The hope is that better chemistry off the ice will translate into more production on it.
After yesterday's practice in Voorhees, the 3-1-1 Flyers boarded a flight to sunny Fort Lauderdale, Fla., where they will eat meals together, compete in a team fishing tournament, and participate in a team sailboat race on the Atlantic Ocean.
They will also hold practices every day and work on conditioning, but the focus is on the off-ice activities and blending together the nine new players with the old standbys.
The Flyers play just one game - Friday against the Florida Panthers - in an 11-day span.
"It's an unusual break we have and we have to take advantage of it, and I think we can really push our conditioning here and really go over our team play and spend some time together," said coach John Stevens, who kiddingly called the coaches' boat the favorite in today's regatta. "The time we did that in Whistler [British Columbia] in-season, it was remarkable the effect it had on our team. They really had an opportunity to get some quality time together, have some fun together and work hard together at the same time."
Ian Laperriere, a veteran forward in his first season with the Flyers, has played most of his career in the Western Conference, whose teams have longer road trips than those in the East.
"In the West, you don't really need [bonding trips] because you travel quite a bit and you have time to get to know each other," he said. Five days in Florida is "going to give me a chance to know these guys a little more and it's going to get them to know me, too."
And what will they learn about him?
"That I'm a boring guy," he said with a laugh.
Laperriere added that he hopes the sailboat he and some of his teammates are racing doesn't capsize because, "I swim like a rock.
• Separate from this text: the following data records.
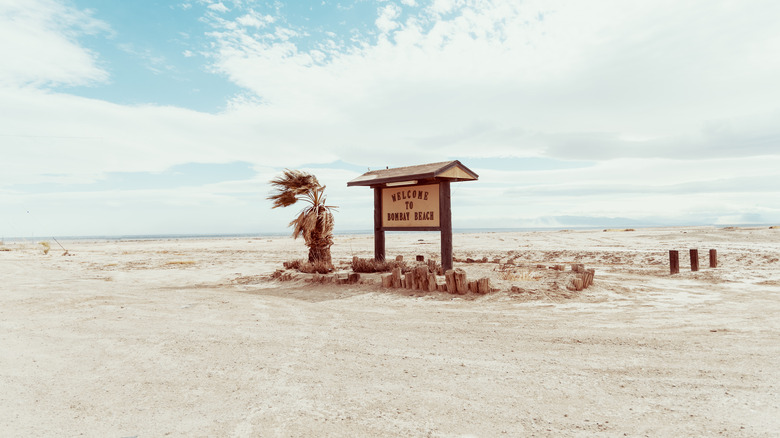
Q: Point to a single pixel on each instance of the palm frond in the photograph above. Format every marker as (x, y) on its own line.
(291, 186)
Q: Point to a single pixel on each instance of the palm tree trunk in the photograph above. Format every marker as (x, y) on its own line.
(319, 246)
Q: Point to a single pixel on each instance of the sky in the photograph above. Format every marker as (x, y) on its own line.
(170, 117)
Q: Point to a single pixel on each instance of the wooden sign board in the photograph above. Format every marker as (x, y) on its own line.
(411, 206)
(414, 198)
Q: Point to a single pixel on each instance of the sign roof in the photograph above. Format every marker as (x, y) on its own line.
(446, 170)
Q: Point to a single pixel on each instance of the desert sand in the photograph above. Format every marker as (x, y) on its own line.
(192, 337)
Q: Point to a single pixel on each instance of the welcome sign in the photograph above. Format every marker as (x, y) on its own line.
(414, 198)
(410, 206)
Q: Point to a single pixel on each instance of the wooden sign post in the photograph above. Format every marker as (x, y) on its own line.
(414, 198)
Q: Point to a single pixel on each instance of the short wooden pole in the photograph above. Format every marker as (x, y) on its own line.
(461, 282)
(694, 260)
(674, 262)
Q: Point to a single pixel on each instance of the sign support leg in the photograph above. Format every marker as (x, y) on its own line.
(379, 233)
(445, 218)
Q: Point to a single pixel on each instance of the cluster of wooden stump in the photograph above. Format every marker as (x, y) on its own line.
(423, 277)
(583, 279)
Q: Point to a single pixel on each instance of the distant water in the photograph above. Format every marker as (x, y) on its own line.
(338, 232)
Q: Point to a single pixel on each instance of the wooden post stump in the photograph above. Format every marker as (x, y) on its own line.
(449, 280)
(421, 278)
(396, 277)
(432, 286)
(461, 282)
(483, 285)
(694, 260)
(674, 261)
(409, 279)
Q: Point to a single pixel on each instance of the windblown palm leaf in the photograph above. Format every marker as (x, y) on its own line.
(315, 221)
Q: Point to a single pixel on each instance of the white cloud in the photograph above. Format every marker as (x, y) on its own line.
(218, 7)
(674, 105)
(253, 19)
(40, 45)
(387, 15)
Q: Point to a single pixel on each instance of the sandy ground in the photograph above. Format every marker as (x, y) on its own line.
(191, 338)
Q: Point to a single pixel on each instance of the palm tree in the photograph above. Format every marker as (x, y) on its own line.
(315, 221)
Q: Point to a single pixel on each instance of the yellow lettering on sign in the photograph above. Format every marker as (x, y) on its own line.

Hopefully, they've got a life vest."
Chris Pronger, another first-year Flyer, remembers going go-kart racing and to a shooting range to try to build unity when he was with Anaheim.
"Just to get the guys together, have some fun and get some good camaraderie and chemistry," he said. "It worked pretty well; it seems to get the guys together in a little different atmosphere and away from everything."
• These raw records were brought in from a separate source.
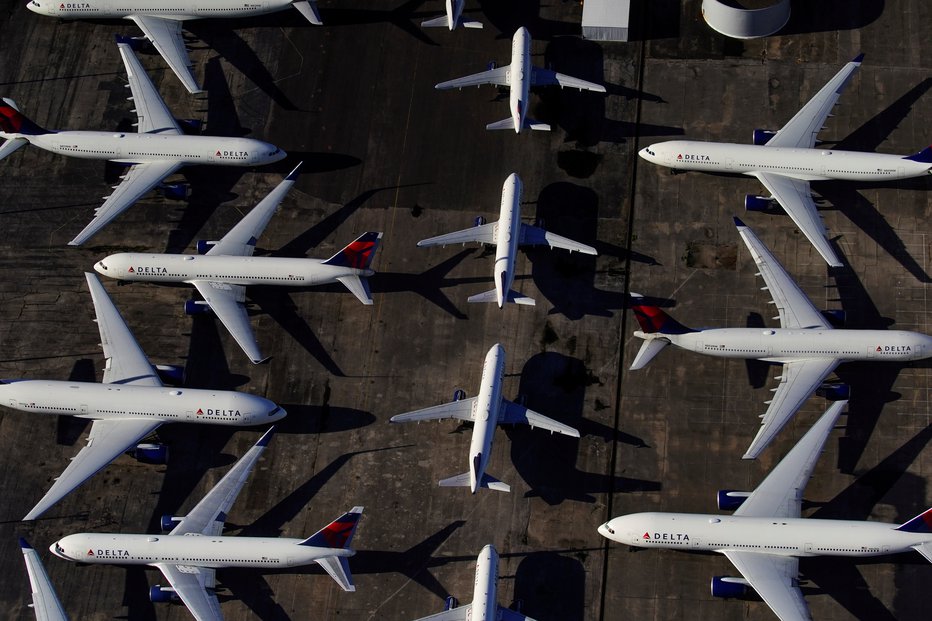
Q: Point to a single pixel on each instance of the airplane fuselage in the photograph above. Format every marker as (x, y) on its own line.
(487, 405)
(157, 403)
(805, 164)
(776, 536)
(172, 9)
(782, 345)
(180, 268)
(507, 235)
(520, 77)
(134, 148)
(194, 550)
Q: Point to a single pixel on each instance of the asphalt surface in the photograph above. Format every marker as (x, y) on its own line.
(384, 151)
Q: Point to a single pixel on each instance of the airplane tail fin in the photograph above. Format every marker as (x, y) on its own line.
(513, 297)
(922, 523)
(488, 481)
(338, 533)
(924, 156)
(652, 319)
(12, 120)
(358, 253)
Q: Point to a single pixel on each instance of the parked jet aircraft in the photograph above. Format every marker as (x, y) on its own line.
(45, 601)
(519, 76)
(507, 234)
(227, 267)
(190, 554)
(161, 21)
(156, 151)
(805, 343)
(453, 18)
(765, 536)
(485, 411)
(129, 405)
(484, 606)
(787, 160)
Laperriere, Pronger, Ray Emery, Brian Boucher, Blair Betts, Mika Pyorala, James van Riemsdyk, Danny Syvret, and Ole-Kristian Tollefsen are the Flyers' newcomers this season.
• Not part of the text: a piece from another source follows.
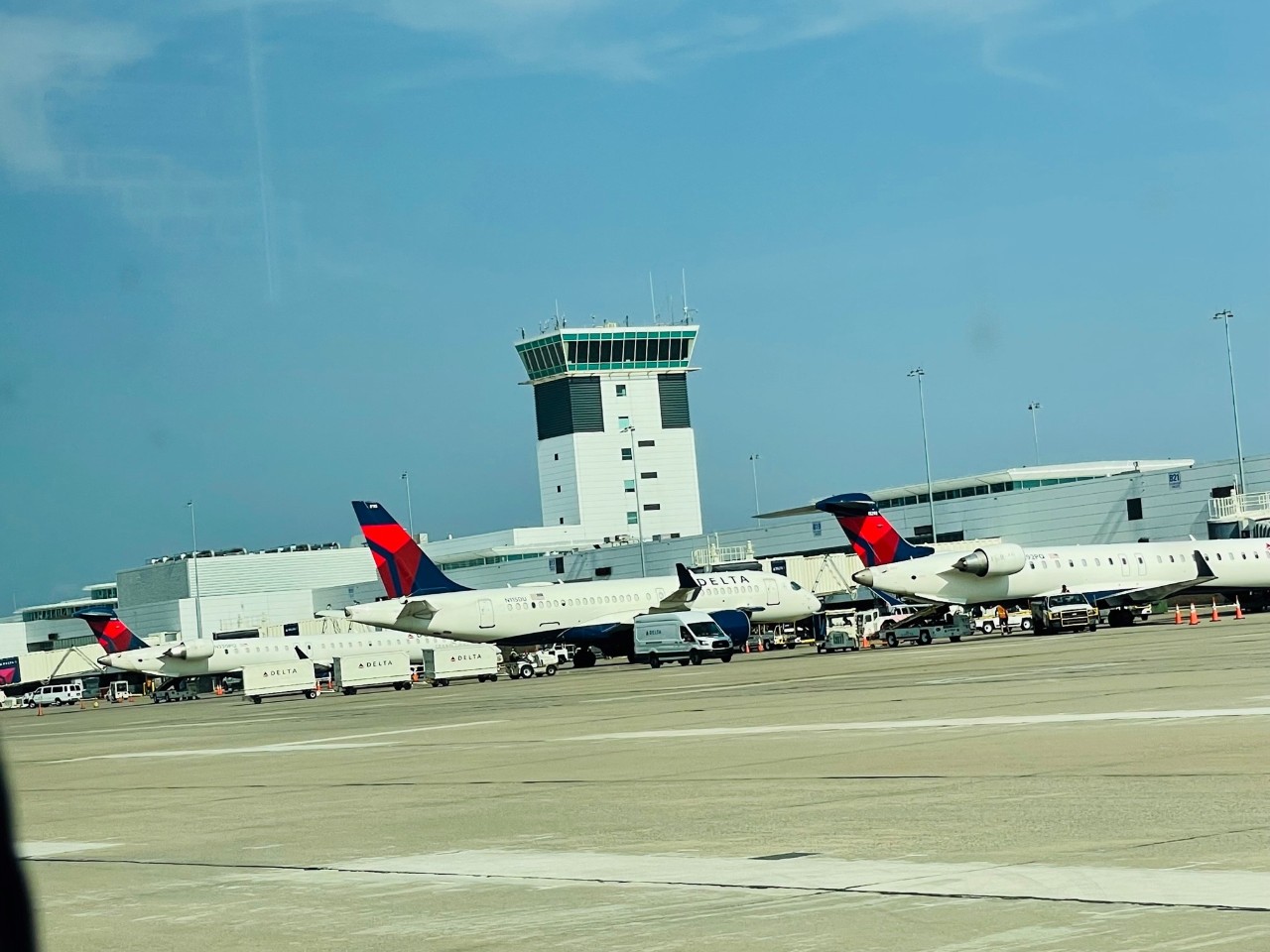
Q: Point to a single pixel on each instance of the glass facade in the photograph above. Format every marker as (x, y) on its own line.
(978, 490)
(608, 349)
"It's good for the guys, especially being new to the team like myself, to get a chance to kind of get to know everybody and have some laughs," said Emery, who added that when he was with Ottawa, the team stayed at a resort for the sake of unity. "You spend all year together, so it's not like you're unfamiliar with each other, but guys have families and maybe you only see them at the rink, so this is a chance to have a boys' vacation and mix in hockey as well."